Comprehensive Study Guide for Motor Control and Muscle Contraction

Prefrontal Cortex Functions: This specialized region of the brain is tasked with the high-level processes of decision-making and the initial formulation of movement planning.
Premotor Cortex Functions: This area serves to organize and prepare the specific movement patterns required for the intended action.
Primary Motor Cortex: This is the execution center where the actual motor command is generated.
Upper Motor Neuron ( $UMN$ ): The signal for movement is carried by an upper motor neuron ( $UMN$ ), which transports the command from the motor cortex down into the spinal cord.
Synaptic Interaction: The $UMN$ forms a synapse with a lower motor neuron ( $LMN$ ) located specifically in the anterior (ventral) gray horn of the spinal cord.
Lower Motor Neuron ( $LMN$ ) Characteristics: The $LMN$ is defined as a multipolar motor neuron. It exits the spinal cord structure through the ventral root and proceeds toward the target skeletal muscle.

Axonal Transport: An action potential propagates down the axon of the motor neuron, heading toward the synaptic terminal.
Calcium Channel Activation: When the action potential reaches the terminal, it triggers the opening of voltage-gated $Ca^{2+}$ channels.
Calcium Entry: $Ca^{2+}$ ions enter the synaptic terminal from the surrounding environment.
Neurotransmitter Exocytosis: The influx of calcium acts as a trigger for the exocytosis of acetylcholine ( $ACh$ ) into the synaptic cleft.

Receptor Binding: Acetylcholine ( $ACh$ ) molecules bind to specific receptors on the motor end plate of the muscle fiber. These receptors are ligand-gated channels.
Sodium Influx: The binding of $ACh$ opens ligand-gated $Na^+$ channels, which allows sodium to rush into the muscle cell.
End Plate Potential: This sudden influx causes a local depolarization known as the end plate potential, which is the necessary stimulus to trigger a full muscle action potential.

Propagation: Once triggered, the muscle action potential spreads across the entire sarcolemma, traveling in all directions.
Internal Transmission: The electrical signal moves from the surface of the cell into the interior of the muscle fiber by utilizing the T-tubules to reach the triad.

Definition: A triad is a specific anatomical arrangement consisting of: - $1$ T-tubule. - $2$ terminal cisternae of the sarcoplasmic reticulum ( $SR$ ).

Voltage-Sensitive Receptors: As the action potential moves through the T-tubules, it activates voltage-sensitive receptors called $DHP$ receptors (dihydropyridine receptors).
Ryanodine Receptor Activation: The activation of $DHP$ receptors subsequently activates ryanodine receptors located on the sarcoplasmic reticulum ( $SR$ ).
Sarcoplasmic Release: The $SR$ responds by releasing stored $Ca^{2+}$ directly into the sarcoplasm of the muscle fiber.

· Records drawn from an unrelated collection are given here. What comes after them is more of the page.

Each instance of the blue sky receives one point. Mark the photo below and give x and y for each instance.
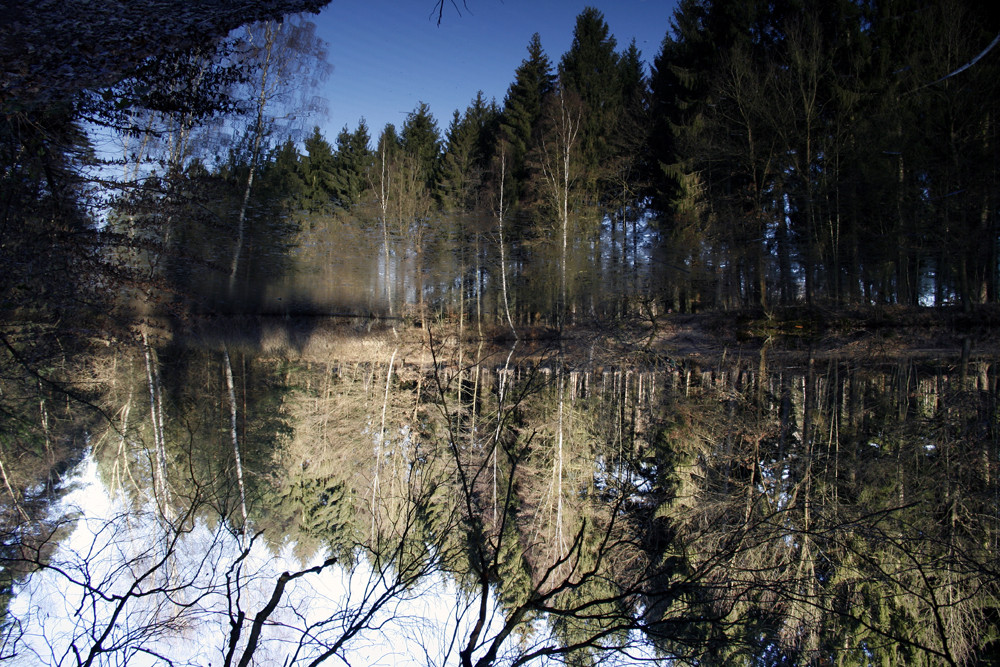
(389, 55)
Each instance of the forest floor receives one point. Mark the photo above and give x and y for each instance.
(792, 335)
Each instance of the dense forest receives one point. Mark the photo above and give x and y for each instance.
(592, 498)
(829, 154)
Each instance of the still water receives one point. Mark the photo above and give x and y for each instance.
(371, 498)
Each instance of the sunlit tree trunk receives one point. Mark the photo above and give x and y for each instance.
(264, 94)
(557, 156)
(501, 211)
(235, 438)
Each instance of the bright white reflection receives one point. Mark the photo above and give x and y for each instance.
(124, 589)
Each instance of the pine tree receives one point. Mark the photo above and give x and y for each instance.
(318, 173)
(350, 165)
(522, 109)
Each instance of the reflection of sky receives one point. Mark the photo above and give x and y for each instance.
(111, 548)
(387, 55)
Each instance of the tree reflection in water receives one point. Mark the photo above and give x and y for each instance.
(520, 506)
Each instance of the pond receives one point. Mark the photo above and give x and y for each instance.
(368, 497)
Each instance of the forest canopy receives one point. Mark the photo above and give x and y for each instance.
(820, 153)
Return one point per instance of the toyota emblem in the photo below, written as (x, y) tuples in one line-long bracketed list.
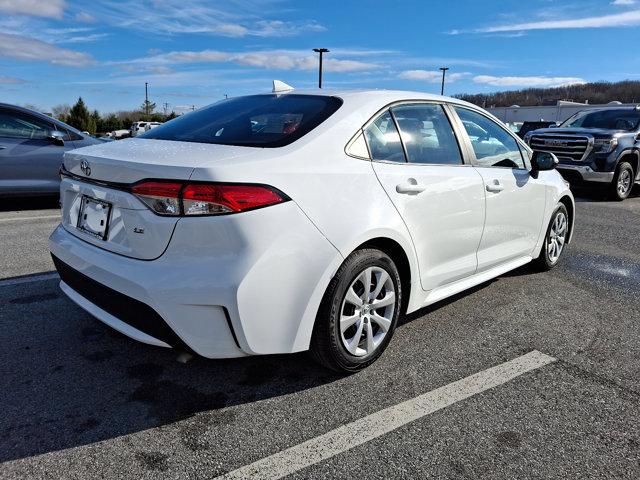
[(84, 166)]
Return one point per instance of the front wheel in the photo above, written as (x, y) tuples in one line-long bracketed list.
[(622, 181), (358, 313), (555, 239)]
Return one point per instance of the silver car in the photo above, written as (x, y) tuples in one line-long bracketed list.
[(31, 149)]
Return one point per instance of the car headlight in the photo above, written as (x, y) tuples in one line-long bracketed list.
[(604, 145)]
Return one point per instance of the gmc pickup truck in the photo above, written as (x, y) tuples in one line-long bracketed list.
[(597, 147)]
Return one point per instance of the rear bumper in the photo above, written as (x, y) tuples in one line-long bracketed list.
[(584, 174), (225, 287)]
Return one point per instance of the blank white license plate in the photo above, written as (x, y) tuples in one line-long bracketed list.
[(94, 217)]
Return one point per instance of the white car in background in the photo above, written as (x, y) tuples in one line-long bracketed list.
[(291, 221), (138, 128)]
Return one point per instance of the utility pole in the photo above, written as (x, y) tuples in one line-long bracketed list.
[(320, 51), (444, 70), (146, 98)]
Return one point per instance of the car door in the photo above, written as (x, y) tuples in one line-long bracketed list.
[(418, 161), (29, 159), (515, 201)]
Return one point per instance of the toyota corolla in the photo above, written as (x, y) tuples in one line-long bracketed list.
[(295, 221)]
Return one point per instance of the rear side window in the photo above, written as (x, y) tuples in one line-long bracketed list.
[(383, 139), (252, 121), (427, 134), (491, 143)]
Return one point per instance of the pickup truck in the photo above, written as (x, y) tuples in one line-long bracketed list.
[(596, 147)]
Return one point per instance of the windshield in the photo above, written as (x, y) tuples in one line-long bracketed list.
[(252, 121), (607, 119)]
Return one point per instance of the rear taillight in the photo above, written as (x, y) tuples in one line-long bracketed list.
[(161, 197), (173, 198)]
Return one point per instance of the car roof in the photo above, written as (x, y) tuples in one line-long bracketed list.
[(380, 95), (43, 116)]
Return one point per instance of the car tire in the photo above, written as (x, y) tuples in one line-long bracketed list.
[(554, 240), (347, 347), (622, 181)]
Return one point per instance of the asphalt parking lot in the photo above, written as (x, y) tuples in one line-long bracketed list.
[(79, 400)]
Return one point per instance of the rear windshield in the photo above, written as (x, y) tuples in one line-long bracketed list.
[(616, 119), (251, 121)]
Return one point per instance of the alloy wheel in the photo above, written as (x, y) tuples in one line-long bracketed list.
[(367, 311), (557, 236)]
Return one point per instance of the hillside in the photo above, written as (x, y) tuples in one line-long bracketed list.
[(627, 91)]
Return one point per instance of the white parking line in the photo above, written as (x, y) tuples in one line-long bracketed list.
[(30, 279), (40, 217), (372, 426)]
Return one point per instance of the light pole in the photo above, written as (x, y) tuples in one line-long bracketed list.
[(146, 98), (444, 70), (320, 51)]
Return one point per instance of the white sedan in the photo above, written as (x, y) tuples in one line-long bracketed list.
[(295, 221)]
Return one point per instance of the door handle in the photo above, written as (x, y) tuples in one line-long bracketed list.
[(410, 187), (495, 186)]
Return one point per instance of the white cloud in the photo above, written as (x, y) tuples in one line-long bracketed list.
[(85, 17), (274, 60), (25, 48), (625, 19), (527, 81), (11, 81), (431, 76), (37, 8)]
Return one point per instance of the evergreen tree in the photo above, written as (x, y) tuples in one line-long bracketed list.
[(80, 117)]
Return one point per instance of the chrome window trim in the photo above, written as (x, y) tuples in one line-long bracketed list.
[(466, 161), (519, 142)]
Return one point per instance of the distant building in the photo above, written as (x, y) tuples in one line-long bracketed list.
[(552, 113)]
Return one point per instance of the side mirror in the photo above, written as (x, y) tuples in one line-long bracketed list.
[(56, 137), (541, 161)]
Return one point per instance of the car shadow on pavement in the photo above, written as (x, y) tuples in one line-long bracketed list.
[(29, 203), (68, 380)]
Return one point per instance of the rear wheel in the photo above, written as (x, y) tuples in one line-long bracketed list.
[(555, 239), (622, 181), (358, 313)]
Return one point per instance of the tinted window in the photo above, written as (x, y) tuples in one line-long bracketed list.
[(383, 139), (427, 134), (617, 119), (492, 144), (256, 120), (15, 124)]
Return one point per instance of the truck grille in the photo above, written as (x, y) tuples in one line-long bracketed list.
[(564, 146)]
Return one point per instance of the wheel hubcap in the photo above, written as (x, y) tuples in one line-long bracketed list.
[(556, 238), (367, 311), (624, 182)]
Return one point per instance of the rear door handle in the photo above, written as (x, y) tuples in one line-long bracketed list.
[(495, 186), (410, 187)]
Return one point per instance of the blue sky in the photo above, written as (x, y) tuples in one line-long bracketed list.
[(193, 52)]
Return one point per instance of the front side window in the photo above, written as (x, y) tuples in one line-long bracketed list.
[(427, 134), (383, 139), (614, 119), (251, 121), (20, 125), (492, 144)]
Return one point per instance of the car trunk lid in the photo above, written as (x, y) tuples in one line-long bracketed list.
[(98, 206)]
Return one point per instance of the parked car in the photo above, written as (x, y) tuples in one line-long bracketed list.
[(596, 148), (31, 149), (138, 128), (283, 222)]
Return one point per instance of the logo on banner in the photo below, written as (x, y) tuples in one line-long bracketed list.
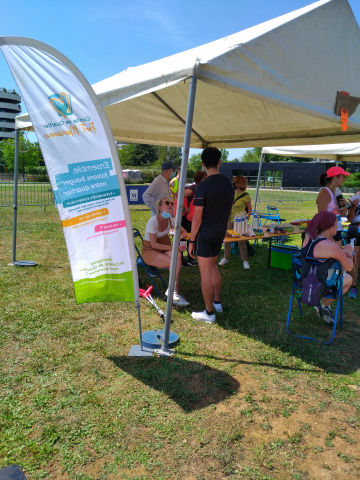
[(133, 195), (61, 103)]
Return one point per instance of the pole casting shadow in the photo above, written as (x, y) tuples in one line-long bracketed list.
[(190, 384)]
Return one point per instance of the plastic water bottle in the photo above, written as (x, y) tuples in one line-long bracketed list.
[(236, 223), (242, 224), (256, 219)]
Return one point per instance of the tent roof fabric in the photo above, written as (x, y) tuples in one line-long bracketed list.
[(272, 84), (349, 152)]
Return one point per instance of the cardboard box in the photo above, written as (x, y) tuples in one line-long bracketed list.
[(281, 256)]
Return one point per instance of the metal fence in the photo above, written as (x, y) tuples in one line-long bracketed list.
[(29, 194), (296, 194)]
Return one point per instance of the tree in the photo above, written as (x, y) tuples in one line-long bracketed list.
[(125, 154), (224, 155), (195, 162), (253, 155), (137, 155), (164, 154), (29, 153)]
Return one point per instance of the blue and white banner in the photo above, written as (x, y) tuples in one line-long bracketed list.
[(84, 169)]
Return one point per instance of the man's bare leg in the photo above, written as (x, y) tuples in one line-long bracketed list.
[(216, 278), (210, 281)]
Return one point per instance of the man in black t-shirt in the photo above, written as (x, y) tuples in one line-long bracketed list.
[(213, 203)]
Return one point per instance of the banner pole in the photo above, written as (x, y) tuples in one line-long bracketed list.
[(16, 162), (258, 181), (180, 204)]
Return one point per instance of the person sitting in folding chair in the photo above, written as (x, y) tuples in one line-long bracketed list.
[(319, 243), (157, 249)]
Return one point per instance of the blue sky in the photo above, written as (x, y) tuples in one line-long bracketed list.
[(103, 38)]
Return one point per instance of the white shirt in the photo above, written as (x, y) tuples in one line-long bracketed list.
[(159, 188), (153, 227)]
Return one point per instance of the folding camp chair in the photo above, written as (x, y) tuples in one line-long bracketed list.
[(272, 214), (140, 262), (333, 284)]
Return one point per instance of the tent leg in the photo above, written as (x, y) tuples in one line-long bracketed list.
[(139, 350), (22, 263), (258, 181), (180, 204), (16, 161)]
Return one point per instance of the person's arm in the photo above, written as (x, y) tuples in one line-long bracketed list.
[(351, 213), (148, 197), (248, 204), (195, 225), (323, 200), (333, 250), (156, 245)]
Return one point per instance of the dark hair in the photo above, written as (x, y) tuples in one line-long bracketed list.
[(199, 175), (324, 179), (240, 182), (210, 157)]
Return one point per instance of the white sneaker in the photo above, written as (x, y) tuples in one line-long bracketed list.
[(204, 317), (178, 299), (218, 307), (223, 261)]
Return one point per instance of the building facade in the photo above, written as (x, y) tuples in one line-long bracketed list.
[(9, 108)]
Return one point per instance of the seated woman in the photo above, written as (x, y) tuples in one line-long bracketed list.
[(354, 232), (319, 243), (157, 249)]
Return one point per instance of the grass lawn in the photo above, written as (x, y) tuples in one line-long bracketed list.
[(240, 400)]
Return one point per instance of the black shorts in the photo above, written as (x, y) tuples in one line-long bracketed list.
[(207, 246), (185, 223), (353, 232), (337, 237)]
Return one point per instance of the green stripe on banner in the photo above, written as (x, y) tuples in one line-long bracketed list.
[(105, 288), (91, 198)]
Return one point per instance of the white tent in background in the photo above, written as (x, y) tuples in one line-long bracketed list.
[(348, 152), (272, 84)]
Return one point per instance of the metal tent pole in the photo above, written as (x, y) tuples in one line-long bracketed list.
[(21, 263), (258, 181), (16, 162), (180, 204)]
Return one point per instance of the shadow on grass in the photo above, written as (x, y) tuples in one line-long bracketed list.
[(190, 384)]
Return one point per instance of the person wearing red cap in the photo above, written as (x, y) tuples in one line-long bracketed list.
[(319, 244), (354, 233), (326, 200)]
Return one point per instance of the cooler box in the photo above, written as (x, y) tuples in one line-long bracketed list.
[(281, 256)]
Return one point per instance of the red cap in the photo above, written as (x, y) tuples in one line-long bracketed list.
[(336, 171)]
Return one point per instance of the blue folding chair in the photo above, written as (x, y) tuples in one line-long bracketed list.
[(140, 262), (335, 283)]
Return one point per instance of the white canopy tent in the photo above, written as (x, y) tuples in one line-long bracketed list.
[(349, 152), (272, 84)]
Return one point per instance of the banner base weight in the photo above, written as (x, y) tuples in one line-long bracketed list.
[(154, 339), (135, 351)]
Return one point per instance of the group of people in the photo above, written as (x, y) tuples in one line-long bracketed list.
[(210, 205), (205, 216)]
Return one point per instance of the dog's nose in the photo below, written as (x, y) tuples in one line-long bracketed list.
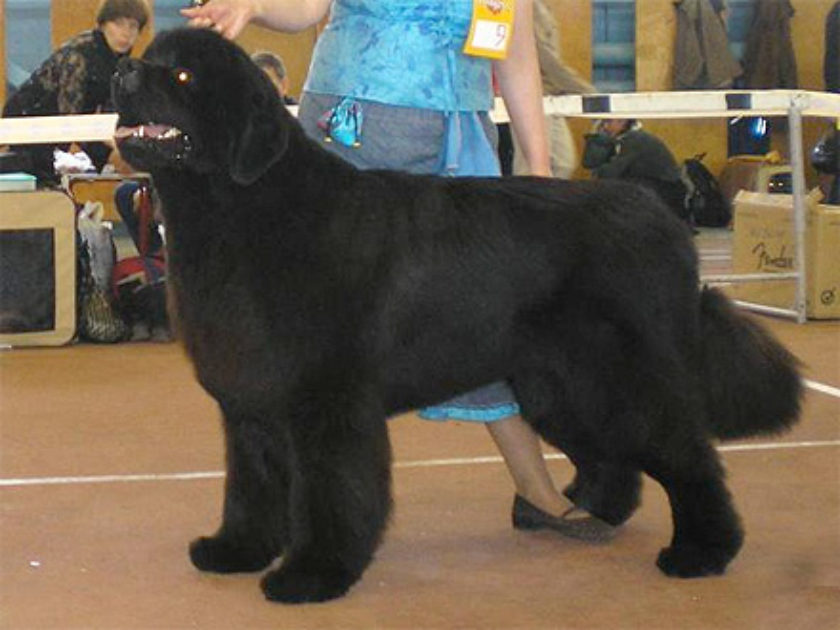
[(127, 77)]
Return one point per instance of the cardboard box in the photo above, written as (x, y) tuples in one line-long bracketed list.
[(764, 241)]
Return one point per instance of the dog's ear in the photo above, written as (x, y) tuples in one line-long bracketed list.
[(258, 140)]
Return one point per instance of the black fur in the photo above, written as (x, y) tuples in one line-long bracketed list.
[(316, 300)]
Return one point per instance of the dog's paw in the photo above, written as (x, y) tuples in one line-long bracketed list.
[(298, 586), (689, 561), (222, 555)]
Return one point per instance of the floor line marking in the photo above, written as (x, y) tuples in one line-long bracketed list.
[(822, 387), (429, 463)]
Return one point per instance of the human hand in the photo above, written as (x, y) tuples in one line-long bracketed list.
[(227, 17)]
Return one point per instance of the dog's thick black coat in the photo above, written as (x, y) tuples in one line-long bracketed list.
[(316, 300)]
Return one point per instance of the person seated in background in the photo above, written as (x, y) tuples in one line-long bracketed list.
[(76, 79), (274, 67), (620, 148)]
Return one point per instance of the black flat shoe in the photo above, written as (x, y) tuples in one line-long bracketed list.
[(570, 524)]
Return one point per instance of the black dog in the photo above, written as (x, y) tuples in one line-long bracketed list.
[(316, 300)]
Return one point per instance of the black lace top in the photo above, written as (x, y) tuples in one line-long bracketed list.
[(75, 79)]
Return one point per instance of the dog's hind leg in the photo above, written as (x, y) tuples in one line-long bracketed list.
[(707, 531), (608, 490), (340, 498), (256, 489)]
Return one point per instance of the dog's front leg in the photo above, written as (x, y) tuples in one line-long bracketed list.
[(340, 498), (254, 521)]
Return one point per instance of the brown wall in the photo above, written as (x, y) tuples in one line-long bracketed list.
[(295, 49), (655, 34), (2, 51)]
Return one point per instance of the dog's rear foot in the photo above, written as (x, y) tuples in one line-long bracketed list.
[(299, 585), (222, 555), (688, 561)]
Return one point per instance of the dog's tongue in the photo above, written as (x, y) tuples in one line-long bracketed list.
[(151, 130)]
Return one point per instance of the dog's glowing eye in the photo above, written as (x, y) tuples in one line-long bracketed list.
[(183, 77)]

Troponin Binding: The released $Ca^{2+}$ binds to troponin.
Conformational Shift: Upon binding with calcium, troponin changes shape, which causes tropomyosin to shift its position.
Exposure of Active Sites: The shift of tropomyosin exposes the active binding sites on the actin filament.
Cross-bridge Formation: Myosin heads are now able to bind to the actin, marking the start of cross-bridge formation.
The Cross-bridge Cycle: The contraction proceeds through a cycle consisting of a power stroke, detachment of the myosin head, and the recocking of the myosin head to its energized position.

Enzymatic Breakdown: The enzyme acetylcholinesterase ( $AChE$ ) breaks down $ACh$ located at the neuromuscular junction ( $NMJ$ ).
Cessation of Potential: Without the presence of $ACh$ , no new muscle action potentials can be generated.
Calcium Reuptake: $Ca^{2+}$ is actively pumped back into the sarcoplasmic reticulum ( $SR$ ).
Energy Requirement: This reuptake process requires the use of $ATP$ .
Conclusion of Contraction: Once calcium is removed from the sarcoplasm and returned to the $SR$ , the contraction process ends.